A series of novel open‐chain and cyclic conformationally constrained α,α‐disubstituted ( R )‐ and ( S )‐glycine derivatives (‘α‐chimeras’) combining side chains of Asp, Glu, Leu, Phe, Ser, and Val have been efficiently synthesized by using α‐alkylation of racemic 4‐monosubstituted 2‐phenyl‐1,3‐oxazol‐5(4 H )‐ones of type 5 , resolution after reaction with ( S )‐phenylalanine cyclohexylamide ( 8 ) as chiral auxiliary, a novel azlactone/dihydrooxazole interconversion reaction to synthesize optically pure α‐substituted ( R )‐ and ( S )‐serine derivatives coupled with succinimide‐ring formation of aspartic‐acid derivatives. Based on X‐ray structures of ( R,S )‐ 9b , ( R,S )‐ 11c , ( R,S )‐ 18 , and ( S,S )‐ 30 , the absolute configuration of these novel amino‐acid building blocks could be unambiguously determined and their preferred conformations in the crystalline state be assessed.
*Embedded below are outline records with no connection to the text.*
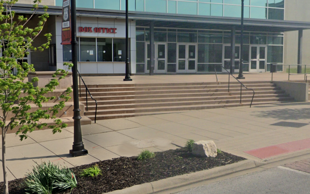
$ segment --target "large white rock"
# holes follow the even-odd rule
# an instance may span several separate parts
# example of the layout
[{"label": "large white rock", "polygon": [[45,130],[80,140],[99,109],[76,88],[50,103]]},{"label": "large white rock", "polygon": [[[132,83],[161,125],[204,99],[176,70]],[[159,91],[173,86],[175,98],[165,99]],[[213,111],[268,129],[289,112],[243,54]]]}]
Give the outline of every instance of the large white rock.
[{"label": "large white rock", "polygon": [[214,142],[209,141],[199,141],[193,145],[192,153],[202,157],[213,157],[217,156],[217,149]]}]

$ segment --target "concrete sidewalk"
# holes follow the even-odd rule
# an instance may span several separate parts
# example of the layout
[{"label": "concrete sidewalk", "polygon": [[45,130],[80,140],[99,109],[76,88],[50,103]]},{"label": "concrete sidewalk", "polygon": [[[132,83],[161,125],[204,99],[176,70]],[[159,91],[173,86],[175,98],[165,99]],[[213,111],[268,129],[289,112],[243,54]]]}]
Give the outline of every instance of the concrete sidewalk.
[{"label": "concrete sidewalk", "polygon": [[[136,155],[147,149],[153,152],[176,149],[190,139],[213,140],[222,151],[262,161],[243,152],[310,138],[309,110],[310,103],[294,103],[98,121],[82,126],[89,154],[75,158],[69,154],[73,127],[54,135],[50,130],[34,131],[21,142],[15,134],[8,134],[8,177],[10,180],[24,177],[36,162],[49,160],[70,167]],[[2,176],[1,173],[1,181]]]}]

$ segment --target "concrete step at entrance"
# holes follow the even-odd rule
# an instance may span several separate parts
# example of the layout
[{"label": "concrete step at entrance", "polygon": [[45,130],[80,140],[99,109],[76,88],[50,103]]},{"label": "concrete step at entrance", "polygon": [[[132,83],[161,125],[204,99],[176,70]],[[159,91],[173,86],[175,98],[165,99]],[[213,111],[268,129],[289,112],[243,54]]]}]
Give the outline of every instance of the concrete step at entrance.
[{"label": "concrete step at entrance", "polygon": [[[265,102],[253,102],[252,104],[252,106],[259,105],[262,104],[275,104],[278,103],[285,103],[291,102],[291,101],[268,101]],[[188,112],[189,111],[193,110],[198,110],[206,109],[211,109],[215,108],[228,108],[229,107],[234,107],[237,106],[249,106],[250,103],[233,103],[227,104],[219,104],[215,105],[212,106],[204,106],[202,108],[197,109],[197,107],[194,107],[193,108],[189,108],[187,110],[167,110],[164,111],[160,111],[158,112],[148,112],[146,111],[144,112],[140,113],[128,113],[120,114],[111,114],[105,115],[97,115],[97,120],[105,120],[107,119],[117,119],[119,118],[126,118],[127,117],[137,117],[142,116],[146,116],[149,115],[154,115],[156,114],[162,114],[174,113],[177,113],[183,112]],[[91,119],[92,120],[95,120],[95,115],[90,115],[87,116],[88,118]]]},{"label": "concrete step at entrance", "polygon": [[[253,100],[255,102],[266,101],[292,101],[294,99],[291,97],[281,98],[258,98]],[[242,99],[242,103],[250,102],[252,98]],[[216,104],[226,104],[238,103],[240,102],[240,99],[227,100],[213,100],[203,101],[178,101],[175,102],[168,102],[157,103],[141,103],[139,104],[127,104],[115,105],[100,105],[98,106],[97,114],[112,114],[111,112],[115,112],[115,114],[126,113],[127,111],[130,112],[133,111],[132,112],[139,112],[141,110],[148,109],[150,112],[162,111],[162,110],[170,109],[170,107],[178,107],[181,108],[183,106],[204,106],[206,105],[213,105]],[[85,112],[85,115],[87,116],[95,114],[95,106],[88,106],[88,111]],[[157,110],[156,109],[159,110]],[[187,109],[185,109],[187,110]]]},{"label": "concrete step at entrance", "polygon": [[[135,104],[137,104],[141,103],[154,103],[158,102],[175,102],[179,101],[213,101],[216,100],[225,100],[233,99],[240,99],[240,93],[239,95],[237,95],[231,96],[210,96],[210,97],[172,97],[167,98],[147,98],[142,99],[132,99],[128,100],[108,100],[108,101],[97,101],[97,103],[98,106],[100,105],[122,105],[125,104],[131,104],[133,103]],[[243,95],[242,97],[243,98],[251,98],[253,95]],[[262,98],[268,97],[289,97],[289,95],[285,93],[271,94],[256,94],[255,96],[255,99],[259,99]],[[85,106],[86,105],[86,101],[80,101],[81,103],[84,104]],[[96,103],[94,101],[92,101],[88,102],[88,107],[95,107]]]}]

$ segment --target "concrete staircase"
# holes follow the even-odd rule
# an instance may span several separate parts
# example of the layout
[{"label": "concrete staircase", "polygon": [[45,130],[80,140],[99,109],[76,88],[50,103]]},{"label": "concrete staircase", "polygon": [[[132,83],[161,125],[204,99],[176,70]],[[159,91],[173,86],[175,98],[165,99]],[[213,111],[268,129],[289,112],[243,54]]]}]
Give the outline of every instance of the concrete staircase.
[{"label": "concrete staircase", "polygon": [[[255,91],[253,105],[294,100],[271,82],[243,83]],[[99,120],[250,105],[251,90],[243,87],[240,104],[240,84],[231,82],[229,93],[228,86],[228,83],[212,82],[89,85],[87,88],[98,102]],[[85,89],[84,86],[82,88],[80,102],[84,105],[85,115],[94,120],[95,103],[88,95],[86,111]]]}]

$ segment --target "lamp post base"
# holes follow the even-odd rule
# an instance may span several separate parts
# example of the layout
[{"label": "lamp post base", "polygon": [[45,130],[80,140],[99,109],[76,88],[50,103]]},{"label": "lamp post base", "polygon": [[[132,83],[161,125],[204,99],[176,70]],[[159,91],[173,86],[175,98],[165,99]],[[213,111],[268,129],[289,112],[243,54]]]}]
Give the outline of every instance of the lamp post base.
[{"label": "lamp post base", "polygon": [[70,149],[69,153],[73,157],[76,157],[87,155],[88,153],[88,152],[85,149],[77,151],[74,151],[73,149]]}]

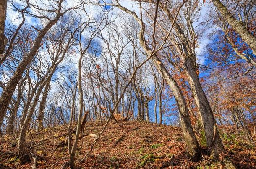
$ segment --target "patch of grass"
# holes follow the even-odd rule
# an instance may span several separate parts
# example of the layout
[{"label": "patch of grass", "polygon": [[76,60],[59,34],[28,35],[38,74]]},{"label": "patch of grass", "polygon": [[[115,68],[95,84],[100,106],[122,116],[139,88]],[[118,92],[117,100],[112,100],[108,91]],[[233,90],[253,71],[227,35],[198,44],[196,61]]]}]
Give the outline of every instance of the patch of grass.
[{"label": "patch of grass", "polygon": [[157,149],[158,147],[160,147],[161,146],[162,146],[162,144],[152,144],[151,145],[151,146],[150,146],[150,147],[151,147],[152,149]]},{"label": "patch of grass", "polygon": [[155,157],[153,153],[150,153],[144,155],[141,158],[142,161],[139,164],[140,167],[142,167],[148,162],[154,162]]},{"label": "patch of grass", "polygon": [[206,142],[206,137],[205,136],[205,133],[204,133],[204,130],[202,130],[200,133],[202,135],[201,141],[201,145],[204,147],[206,147],[207,142]]}]

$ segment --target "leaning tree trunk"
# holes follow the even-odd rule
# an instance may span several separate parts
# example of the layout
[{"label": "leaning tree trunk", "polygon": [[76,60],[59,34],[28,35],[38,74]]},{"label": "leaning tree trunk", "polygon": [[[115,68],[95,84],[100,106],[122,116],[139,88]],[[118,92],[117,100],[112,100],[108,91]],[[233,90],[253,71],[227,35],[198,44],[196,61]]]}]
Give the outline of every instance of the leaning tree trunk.
[{"label": "leaning tree trunk", "polygon": [[24,71],[27,66],[31,63],[34,56],[40,47],[43,38],[49,29],[57,23],[60,16],[63,14],[63,13],[57,14],[54,19],[49,21],[40,31],[35,40],[30,51],[20,62],[13,75],[5,86],[0,97],[0,121],[3,121],[5,116],[7,108],[16,86],[21,78]]},{"label": "leaning tree trunk", "polygon": [[219,0],[212,0],[212,1],[229,24],[241,36],[242,39],[254,52],[256,51],[256,38],[251,33],[243,23],[234,17]]},{"label": "leaning tree trunk", "polygon": [[212,158],[217,158],[225,150],[219,136],[214,116],[196,73],[194,57],[185,59],[184,65],[188,75],[188,82],[204,130],[207,144]]},{"label": "leaning tree trunk", "polygon": [[149,102],[145,103],[145,114],[146,114],[146,121],[149,122]]},{"label": "leaning tree trunk", "polygon": [[[148,54],[150,54],[151,51],[148,51],[147,53]],[[157,70],[172,91],[177,104],[180,125],[183,131],[185,142],[188,146],[188,154],[192,160],[197,161],[201,158],[200,148],[193,130],[188,108],[181,90],[158,57],[154,55],[152,59]]]},{"label": "leaning tree trunk", "polygon": [[138,16],[136,13],[121,6],[118,2],[117,3],[117,4],[115,5],[116,6],[121,10],[131,15],[140,24],[141,30],[139,36],[141,46],[143,48],[147,55],[152,57],[151,59],[153,61],[157,71],[161,73],[162,77],[169,85],[170,89],[172,90],[177,104],[180,125],[183,132],[185,142],[188,147],[188,155],[192,160],[199,160],[201,156],[200,148],[195,135],[195,133],[193,130],[188,108],[185,98],[181,92],[181,90],[161,62],[156,54],[152,55],[152,50],[147,45],[144,38],[145,25],[140,18]]},{"label": "leaning tree trunk", "polygon": [[165,81],[164,81],[164,79],[163,79],[163,82],[162,83],[162,86],[161,87],[161,88],[159,89],[159,116],[160,117],[160,119],[159,121],[159,124],[162,124],[162,94],[163,92],[163,90],[164,89],[165,85]]},{"label": "leaning tree trunk", "polygon": [[10,116],[8,121],[8,126],[7,126],[7,133],[9,134],[13,134],[13,129],[14,129],[14,121],[15,121],[15,118],[17,115],[17,112],[18,109],[21,102],[21,88],[22,86],[22,83],[18,87],[18,95],[17,96],[17,99],[16,102],[14,104],[13,108],[12,109],[11,112]]},{"label": "leaning tree trunk", "polygon": [[2,60],[2,55],[8,42],[7,38],[5,35],[7,8],[7,0],[1,0],[0,1],[0,60]]}]

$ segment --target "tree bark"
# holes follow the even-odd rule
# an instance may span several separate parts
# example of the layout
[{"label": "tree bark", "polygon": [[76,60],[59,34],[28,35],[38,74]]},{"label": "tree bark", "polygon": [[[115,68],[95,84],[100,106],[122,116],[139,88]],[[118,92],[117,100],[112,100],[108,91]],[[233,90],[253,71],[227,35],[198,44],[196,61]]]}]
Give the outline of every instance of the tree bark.
[{"label": "tree bark", "polygon": [[7,0],[0,1],[0,59],[2,60],[2,55],[7,44],[7,38],[5,35],[5,28],[6,19],[6,9]]},{"label": "tree bark", "polygon": [[212,0],[212,1],[228,23],[241,36],[242,39],[254,52],[256,51],[256,38],[251,33],[243,23],[234,17],[219,0]]},{"label": "tree bark", "polygon": [[5,86],[0,97],[0,121],[2,121],[6,114],[6,111],[15,88],[22,77],[22,74],[27,66],[32,61],[34,56],[41,46],[41,42],[49,29],[57,23],[63,13],[58,13],[54,19],[50,21],[40,31],[37,37],[33,46],[28,55],[24,56],[19,64],[13,76]]},{"label": "tree bark", "polygon": [[44,91],[43,93],[43,96],[39,106],[39,111],[38,112],[38,117],[37,117],[38,130],[41,130],[44,128],[43,124],[44,116],[44,108],[45,107],[45,103],[47,95],[50,88],[50,82],[48,82],[45,87]]},{"label": "tree bark", "polygon": [[183,132],[185,142],[188,146],[189,156],[193,161],[199,160],[201,157],[200,148],[195,135],[195,133],[193,130],[186,102],[180,88],[161,62],[156,54],[152,56],[152,50],[147,45],[144,38],[145,30],[144,23],[142,22],[141,19],[134,12],[131,11],[125,7],[121,6],[118,2],[117,3],[117,5],[114,6],[116,6],[121,10],[131,15],[140,25],[141,31],[139,36],[141,46],[148,56],[152,56],[152,60],[154,63],[155,66],[172,90],[178,108],[180,125]]}]

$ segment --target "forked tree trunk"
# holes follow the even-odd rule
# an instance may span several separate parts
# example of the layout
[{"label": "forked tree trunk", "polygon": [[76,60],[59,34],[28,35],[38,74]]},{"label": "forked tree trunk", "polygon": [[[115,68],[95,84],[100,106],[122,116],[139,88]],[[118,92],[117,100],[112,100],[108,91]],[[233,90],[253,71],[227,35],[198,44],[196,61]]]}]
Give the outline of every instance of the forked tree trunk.
[{"label": "forked tree trunk", "polygon": [[242,22],[238,20],[232,15],[219,0],[212,0],[212,1],[228,24],[237,33],[241,36],[242,39],[255,52],[256,38],[251,33]]},{"label": "forked tree trunk", "polygon": [[162,121],[163,113],[162,109],[162,94],[163,92],[163,90],[164,89],[164,87],[165,85],[165,81],[163,79],[163,82],[162,83],[162,86],[161,88],[159,89],[160,92],[159,92],[159,117],[160,119],[159,121],[159,124],[162,124]]},{"label": "forked tree trunk", "polygon": [[[148,54],[150,54],[150,53]],[[157,56],[153,56],[152,60],[157,70],[172,91],[177,104],[180,125],[183,131],[184,139],[188,146],[188,154],[192,160],[198,161],[201,156],[200,148],[193,130],[188,108],[181,90]]]},{"label": "forked tree trunk", "polygon": [[212,108],[196,73],[195,63],[194,58],[190,57],[185,59],[184,65],[188,75],[188,82],[199,110],[210,156],[213,159],[217,158],[221,153],[225,152],[225,150]]},{"label": "forked tree trunk", "polygon": [[10,116],[8,121],[8,125],[7,126],[7,133],[9,134],[13,134],[13,129],[14,128],[14,121],[15,121],[15,118],[17,115],[17,112],[20,106],[21,102],[21,88],[22,87],[23,82],[21,83],[20,85],[18,86],[18,95],[16,102],[14,105],[13,108],[11,112]]},{"label": "forked tree trunk", "polygon": [[[152,56],[152,49],[147,45],[144,38],[145,30],[144,23],[134,12],[121,6],[118,2],[117,3],[117,4],[115,6],[131,15],[140,24],[141,26],[141,31],[139,35],[140,44],[147,55],[148,56]],[[200,148],[193,130],[188,108],[181,90],[156,54],[152,56],[152,60],[157,71],[161,74],[172,91],[178,108],[180,125],[184,134],[185,142],[188,147],[188,155],[192,160],[198,161],[201,157]]]}]

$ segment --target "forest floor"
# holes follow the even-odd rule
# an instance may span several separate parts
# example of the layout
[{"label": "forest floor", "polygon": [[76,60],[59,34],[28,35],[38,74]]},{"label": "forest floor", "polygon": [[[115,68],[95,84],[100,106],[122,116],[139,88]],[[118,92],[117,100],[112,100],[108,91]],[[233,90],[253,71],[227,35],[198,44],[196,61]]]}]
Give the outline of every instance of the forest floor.
[{"label": "forest floor", "polygon": [[[88,123],[85,129],[97,134],[104,125],[103,123]],[[63,126],[40,132],[32,130],[29,132],[26,142],[29,148],[38,157],[37,169],[60,169],[68,160],[68,147],[56,146],[65,139],[66,136],[62,136],[66,131],[67,126]],[[256,149],[251,144],[238,142],[230,135],[222,138],[230,159],[240,168],[256,169]],[[16,153],[17,140],[13,136],[5,135],[0,141],[0,169],[31,168],[31,164],[22,165],[20,163]],[[76,157],[82,158],[93,141],[93,139],[88,136],[80,140]],[[205,141],[201,139],[200,144],[203,146]],[[109,169],[172,166],[174,169],[224,168],[211,161],[205,150],[202,151],[201,161],[189,160],[183,134],[178,127],[146,122],[111,122],[93,151],[78,166],[82,169]]]}]

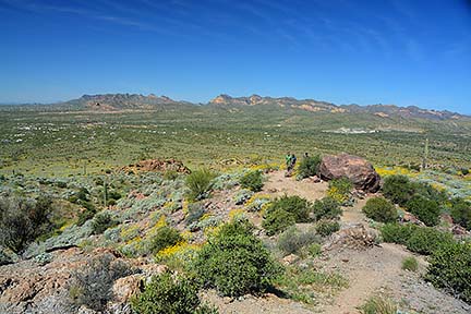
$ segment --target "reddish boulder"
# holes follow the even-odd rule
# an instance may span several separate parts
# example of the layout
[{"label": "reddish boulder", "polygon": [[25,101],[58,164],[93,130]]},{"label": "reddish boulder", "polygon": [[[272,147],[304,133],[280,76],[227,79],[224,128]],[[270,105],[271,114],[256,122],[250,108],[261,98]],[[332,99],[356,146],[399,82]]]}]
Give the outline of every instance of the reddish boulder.
[{"label": "reddish boulder", "polygon": [[319,165],[323,180],[348,178],[355,189],[367,192],[379,190],[381,177],[366,159],[348,154],[325,156]]}]

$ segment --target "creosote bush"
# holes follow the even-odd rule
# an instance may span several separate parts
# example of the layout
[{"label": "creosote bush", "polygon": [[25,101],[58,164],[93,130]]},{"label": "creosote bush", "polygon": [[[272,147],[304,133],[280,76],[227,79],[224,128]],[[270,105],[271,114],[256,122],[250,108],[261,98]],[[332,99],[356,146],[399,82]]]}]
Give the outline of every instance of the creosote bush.
[{"label": "creosote bush", "polygon": [[400,206],[412,197],[414,191],[408,177],[402,174],[388,176],[384,179],[383,195]]},{"label": "creosote bush", "polygon": [[381,232],[385,242],[402,244],[410,251],[424,255],[432,254],[442,245],[454,242],[450,233],[411,224],[386,224],[381,228]]},{"label": "creosote bush", "polygon": [[367,218],[379,222],[394,222],[398,218],[395,205],[384,197],[370,198],[362,210]]},{"label": "creosote bush", "polygon": [[381,233],[384,242],[406,245],[414,230],[420,227],[412,224],[386,224],[381,228]]},{"label": "creosote bush", "polygon": [[37,237],[52,230],[52,201],[0,197],[0,244],[14,252],[22,251]]},{"label": "creosote bush", "polygon": [[200,169],[188,174],[185,183],[190,189],[189,197],[200,201],[209,196],[216,174],[209,169]]},{"label": "creosote bush", "polygon": [[92,220],[92,229],[94,234],[100,234],[105,232],[106,229],[118,225],[118,221],[113,219],[110,213],[100,212],[95,215]]},{"label": "creosote bush", "polygon": [[297,253],[302,247],[313,243],[321,243],[321,239],[315,231],[307,230],[303,232],[295,226],[288,228],[278,238],[278,249],[286,255]]},{"label": "creosote bush", "polygon": [[419,263],[413,256],[404,257],[401,268],[403,270],[416,271],[419,269]]},{"label": "creosote bush", "polygon": [[315,230],[322,237],[328,237],[340,230],[340,224],[336,220],[321,219],[316,222]]},{"label": "creosote bush", "polygon": [[202,203],[191,203],[188,206],[188,214],[185,217],[186,226],[198,221],[201,217],[205,214],[205,208]]},{"label": "creosote bush", "polygon": [[203,304],[197,295],[196,280],[166,271],[154,276],[141,294],[131,299],[137,314],[216,314],[218,311]]},{"label": "creosote bush", "polygon": [[262,171],[256,170],[246,172],[239,180],[239,183],[243,189],[249,189],[252,192],[262,191],[262,188],[264,185]]},{"label": "creosote bush", "polygon": [[73,274],[70,298],[77,306],[104,311],[108,301],[112,300],[114,280],[132,274],[135,274],[134,269],[122,261],[114,261],[111,254],[94,257]]},{"label": "creosote bush", "polygon": [[177,229],[164,226],[157,230],[156,234],[152,239],[150,251],[153,253],[158,253],[164,249],[176,245],[180,241],[183,241],[183,238]]},{"label": "creosote bush", "polygon": [[313,212],[315,220],[323,218],[338,219],[342,213],[340,203],[329,196],[316,200],[314,202]]},{"label": "creosote bush", "polygon": [[438,224],[440,208],[435,201],[416,194],[407,202],[406,207],[426,226]]},{"label": "creosote bush", "polygon": [[452,242],[451,233],[425,227],[415,229],[406,242],[406,246],[412,252],[428,255],[438,250],[442,245]]},{"label": "creosote bush", "polygon": [[353,183],[348,178],[334,179],[329,181],[327,196],[334,198],[341,205],[351,205],[350,192]]},{"label": "creosote bush", "polygon": [[442,245],[428,258],[425,279],[471,304],[471,244]]},{"label": "creosote bush", "polygon": [[281,274],[247,220],[222,225],[198,252],[192,268],[205,287],[229,297],[264,291]]},{"label": "creosote bush", "polygon": [[363,306],[362,314],[396,314],[397,305],[389,299],[381,295],[370,298]]},{"label": "creosote bush", "polygon": [[471,203],[462,198],[451,200],[451,217],[455,224],[471,230]]},{"label": "creosote bush", "polygon": [[304,157],[299,164],[298,176],[301,179],[304,179],[317,174],[319,164],[321,164],[319,155]]},{"label": "creosote bush", "polygon": [[295,222],[309,222],[312,204],[300,196],[281,196],[268,206],[262,227],[268,235],[286,230]]}]

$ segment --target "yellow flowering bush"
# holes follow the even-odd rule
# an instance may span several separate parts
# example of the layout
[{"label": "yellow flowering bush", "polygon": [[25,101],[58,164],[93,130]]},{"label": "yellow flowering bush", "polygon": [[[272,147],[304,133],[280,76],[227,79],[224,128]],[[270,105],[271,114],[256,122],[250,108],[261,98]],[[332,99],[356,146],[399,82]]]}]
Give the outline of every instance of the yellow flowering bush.
[{"label": "yellow flowering bush", "polygon": [[271,196],[269,194],[255,194],[245,202],[245,208],[249,212],[261,212],[270,201]]},{"label": "yellow flowering bush", "polygon": [[229,219],[230,220],[242,218],[242,217],[244,217],[244,215],[245,215],[245,210],[242,208],[234,208],[234,209],[229,210]]}]

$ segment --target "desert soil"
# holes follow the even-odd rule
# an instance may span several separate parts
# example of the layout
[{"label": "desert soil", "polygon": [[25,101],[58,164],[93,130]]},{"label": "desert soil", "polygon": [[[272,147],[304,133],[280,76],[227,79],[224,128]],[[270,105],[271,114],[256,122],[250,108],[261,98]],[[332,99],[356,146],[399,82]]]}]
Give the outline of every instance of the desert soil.
[{"label": "desert soil", "polygon": [[[283,171],[268,174],[263,193],[274,195],[299,195],[310,201],[326,195],[326,182],[313,183],[310,180],[295,181],[286,178]],[[363,224],[367,227],[361,208],[366,200],[359,200],[354,206],[345,207],[341,217],[342,227]],[[414,256],[420,264],[416,273],[401,269],[401,262],[407,256]],[[423,256],[412,254],[401,245],[382,243],[371,249],[339,249],[326,252],[319,258],[319,268],[336,270],[349,281],[349,287],[328,300],[319,300],[314,306],[302,305],[290,300],[267,294],[264,298],[244,297],[239,300],[219,298],[206,293],[205,298],[219,307],[221,314],[229,313],[360,313],[359,307],[376,293],[386,294],[400,304],[401,309],[418,313],[471,313],[471,307],[443,291],[436,290],[421,279],[425,271],[426,261]]]}]

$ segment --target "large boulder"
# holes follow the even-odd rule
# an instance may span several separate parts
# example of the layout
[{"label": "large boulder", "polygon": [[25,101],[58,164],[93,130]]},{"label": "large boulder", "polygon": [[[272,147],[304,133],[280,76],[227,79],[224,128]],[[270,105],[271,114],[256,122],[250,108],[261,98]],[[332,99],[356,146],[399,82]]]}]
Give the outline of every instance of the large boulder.
[{"label": "large boulder", "polygon": [[319,165],[321,178],[333,180],[348,178],[355,189],[367,192],[379,190],[381,178],[366,159],[348,154],[325,156]]}]

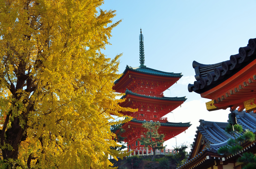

The high preference of the open‐chain derivatives ( R,S )‐ 1 , ( S,S )‐ 3 , and ( R,S )‐ 11c for β‐turn type‐I conformations, as well as of the succinimide derivatives ( R,S )‐ 2 , ( S,S )‐ 19 , ( S,S )‐ 24 , ( S,S,S )‐ 26 , and ( R,S )‐ 29 for β‐turn type‐II conformations and of ( S,S )‐ 4 , ( R,S )‐ 18 , ( R,S )‐ 23 , and ( S,S )‐ 30 for β‐turn type‐II′ conformations could be confirmed in solution by using CD and NMR spectroscopy. Finally, the spiro derivatives ( R,S )‐ 29 and ( S,S )‐ 30 incorporating the ‘α‐chimera’ of Asp/Glu constitute doubly constrained peptide building blocks combining the properties of α‐substituted prolines and aspartimides.